Conclusions Cases and controls had similar vaccination histories. The only significant risk factor for paralytic illness was having received any injection in the 30 days before onset. Our study confirms that injections administered during the poliovirus incubation period can provoke paralytic poliomyelitis. Injections in polio-endemic countries should only be indicated when other therapeutic options have failed or are not available.
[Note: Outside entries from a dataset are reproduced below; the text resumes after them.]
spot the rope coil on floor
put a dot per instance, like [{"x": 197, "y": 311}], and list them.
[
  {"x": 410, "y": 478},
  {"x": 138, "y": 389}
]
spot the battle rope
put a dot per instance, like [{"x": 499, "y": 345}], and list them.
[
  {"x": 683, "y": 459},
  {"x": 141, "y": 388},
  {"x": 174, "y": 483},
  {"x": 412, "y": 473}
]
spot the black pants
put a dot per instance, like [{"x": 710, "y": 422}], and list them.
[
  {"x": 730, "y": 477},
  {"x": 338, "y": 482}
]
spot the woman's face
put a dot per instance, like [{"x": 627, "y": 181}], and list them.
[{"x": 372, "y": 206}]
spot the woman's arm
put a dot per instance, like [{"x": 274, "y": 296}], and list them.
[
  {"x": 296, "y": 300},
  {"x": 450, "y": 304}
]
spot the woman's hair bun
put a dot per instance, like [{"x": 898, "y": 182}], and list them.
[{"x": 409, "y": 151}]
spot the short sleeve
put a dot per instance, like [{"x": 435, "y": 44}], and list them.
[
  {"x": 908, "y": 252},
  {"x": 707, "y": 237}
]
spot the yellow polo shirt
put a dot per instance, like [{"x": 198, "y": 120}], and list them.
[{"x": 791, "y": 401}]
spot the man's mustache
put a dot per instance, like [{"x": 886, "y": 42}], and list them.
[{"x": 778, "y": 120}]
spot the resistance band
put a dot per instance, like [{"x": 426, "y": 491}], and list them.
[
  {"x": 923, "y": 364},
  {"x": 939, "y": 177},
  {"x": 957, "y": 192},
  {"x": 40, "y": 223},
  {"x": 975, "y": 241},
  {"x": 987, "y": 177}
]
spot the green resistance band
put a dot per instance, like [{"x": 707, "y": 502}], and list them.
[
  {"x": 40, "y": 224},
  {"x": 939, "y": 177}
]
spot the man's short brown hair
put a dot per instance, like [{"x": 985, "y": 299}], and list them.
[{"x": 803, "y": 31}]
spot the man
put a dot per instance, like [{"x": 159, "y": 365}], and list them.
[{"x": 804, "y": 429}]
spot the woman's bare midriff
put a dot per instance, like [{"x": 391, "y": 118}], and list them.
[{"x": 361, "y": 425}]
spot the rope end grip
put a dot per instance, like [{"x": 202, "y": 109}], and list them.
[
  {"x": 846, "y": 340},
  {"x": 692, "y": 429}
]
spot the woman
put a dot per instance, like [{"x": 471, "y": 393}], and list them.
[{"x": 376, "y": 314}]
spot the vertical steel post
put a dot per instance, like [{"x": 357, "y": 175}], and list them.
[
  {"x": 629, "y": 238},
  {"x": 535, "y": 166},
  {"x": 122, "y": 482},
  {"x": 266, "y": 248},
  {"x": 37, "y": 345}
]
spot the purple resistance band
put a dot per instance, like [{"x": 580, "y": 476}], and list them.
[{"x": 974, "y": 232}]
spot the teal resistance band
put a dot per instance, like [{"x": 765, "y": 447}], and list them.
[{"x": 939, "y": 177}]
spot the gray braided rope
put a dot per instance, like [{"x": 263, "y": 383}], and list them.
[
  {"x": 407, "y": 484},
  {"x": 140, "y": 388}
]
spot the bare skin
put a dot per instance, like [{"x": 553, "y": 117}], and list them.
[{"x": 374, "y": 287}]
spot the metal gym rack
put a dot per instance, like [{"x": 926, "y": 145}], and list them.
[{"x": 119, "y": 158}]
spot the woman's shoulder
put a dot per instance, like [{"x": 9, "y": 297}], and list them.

Keywords Poliomyelitis, poliovirus type 3, injections, India, case-control study

Accepted 5 September 2002

Massive worldwide efforts, including the widespread administration of oral poliovirus vaccine (OPV) via national immunization days (NID), have led to substantial progress toward achieving the goal of global poliomyelitis eradication adopted by the World Health Assembly in 1988.1 In 1999, the only remaining poliovirus reservoirs were in south Asia and sub-Saharan Africa. India, the major poliovirus reservoir in the Southeast Asia Region of the World Health Organization (WHO), accounted for over half of all cases worldwide.2

In 1999 the estimated population of India was approximately 1 billion people (34% under age 15) with an annual birth cohort of approximately 25 million children. The recommended routine OPV schedule in India is a birth dose for institutional births, and doses at 6, 10, and 14 weeks of age. To achieve the goal of polio eradication, India began mass OPV immunization campaigns in 1994 in Delhi, targeting children under age 3 years. Annual NID have continued and since December 1996 have targeted all children under age 5 years, regardless of previous vaccination status.3 In 1999, an unprecedented five rounds of NID were conducted in northern India (January, March, October, November, and December). Approximately 133 million children were vaccinated in 1999 through these campaigns; however, pockets of unvaccinated children persist.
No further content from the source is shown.